Além disso, outras políticas impactam a fome das famílias mais vulneráveis como a merenda escolar e o almoço das escolas em tempo integral. “Há um desafio para as grandes cidades, nas quais os aluguéis são muito elevados e o programa de renda mínima é insuficiente para manter as famílias que não tem casa própria. Nesses territórios, programas de habitação popular são muito importantes para oferecer uma segurança a estas famílias e reduzir o risco de entrarem em situação de fome, assim como programas de oferta de refeições populares e de emprego”, analisa Maurício. 

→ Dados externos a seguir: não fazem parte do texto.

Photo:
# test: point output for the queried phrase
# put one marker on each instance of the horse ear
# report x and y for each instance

O asfalto precisa dar espaço à terra 

O dono do Organicamente Rango explica que a alimentação do brasileiro é rica pelo país que carrega cultura alimentar e é um grande produtor de comida. “Cada brasileiro tem uma receita da mãe e da avó, e isso é uma parada rica que tem influências africanas, do norte e nordeste do nosso país. Quanto mais uma pessoa ribeirinha é, mais cultura alimentar ela tem. São as mães da favela que vão cozinhar para as mães da classe média e alta”. 

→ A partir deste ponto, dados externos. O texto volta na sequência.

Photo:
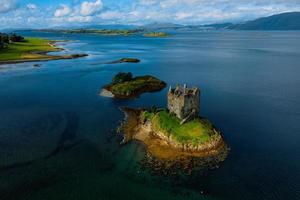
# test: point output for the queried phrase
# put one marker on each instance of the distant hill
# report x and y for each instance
(284, 21)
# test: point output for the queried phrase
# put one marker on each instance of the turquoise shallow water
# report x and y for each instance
(57, 134)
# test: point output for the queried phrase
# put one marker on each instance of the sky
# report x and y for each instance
(55, 13)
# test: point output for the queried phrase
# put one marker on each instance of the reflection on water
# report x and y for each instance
(57, 135)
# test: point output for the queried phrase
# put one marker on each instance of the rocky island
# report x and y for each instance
(156, 34)
(125, 86)
(125, 60)
(176, 136)
(16, 49)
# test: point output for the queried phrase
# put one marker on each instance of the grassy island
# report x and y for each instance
(31, 49)
(172, 145)
(125, 60)
(197, 131)
(124, 85)
(157, 34)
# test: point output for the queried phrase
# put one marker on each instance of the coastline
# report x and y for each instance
(43, 55)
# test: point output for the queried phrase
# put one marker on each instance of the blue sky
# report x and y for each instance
(51, 13)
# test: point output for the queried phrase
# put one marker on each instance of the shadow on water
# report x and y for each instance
(27, 178)
(67, 136)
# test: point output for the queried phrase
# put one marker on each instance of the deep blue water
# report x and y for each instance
(57, 138)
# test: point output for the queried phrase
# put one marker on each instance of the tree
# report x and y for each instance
(122, 77)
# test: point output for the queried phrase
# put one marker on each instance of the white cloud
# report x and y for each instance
(90, 8)
(31, 6)
(64, 10)
(8, 5)
(109, 15)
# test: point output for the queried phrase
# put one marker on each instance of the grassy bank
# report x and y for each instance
(156, 34)
(30, 49)
(195, 132)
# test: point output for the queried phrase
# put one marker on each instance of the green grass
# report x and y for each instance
(156, 34)
(22, 50)
(136, 84)
(195, 132)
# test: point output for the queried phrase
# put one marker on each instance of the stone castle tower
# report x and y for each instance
(184, 102)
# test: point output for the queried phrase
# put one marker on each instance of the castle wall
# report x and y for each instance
(183, 105)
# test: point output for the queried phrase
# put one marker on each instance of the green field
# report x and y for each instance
(137, 84)
(195, 132)
(27, 50)
(156, 34)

Para diminuir a fome, Thiago explica que é preciso criar hortas, sacolões públicos em escolas públicas e em prédios da Companhia de Desenvolvimento Habitacional e Urbano do Estado de São Paulo (CDHU), empresa que constrói e financia moradias populares voltadas para pessoas de baixa renda. “O fortalecimento, de verdade, do salário mínimo ajudaria também para as pessoas terem acesso a comidas saudáveis. A fome tá presente aqui desde que o primeiro escravo chegou no Brasil. O problema da desigualdade social começou com a exploração do corpo negro para conseguir riquezas e posses. Até hoje temos manobristas e elevador de serviço, por exemplo. Quando a gente vencer essas coisas, vamos vencer a fome, pois não é só fome de comida”. Segundo Maurício, as pessoas mais afetadas pela fome são as famílias das classes D e E, que são famílias que ganham até R$ 2.400,00 para 4 pessoas, ou R$ 600,00 per capita. Hoje no Brasil temos cerca de 50 milhões de pessoas nessa faixa de renda, o que é mais que a população de um país como a Espanha.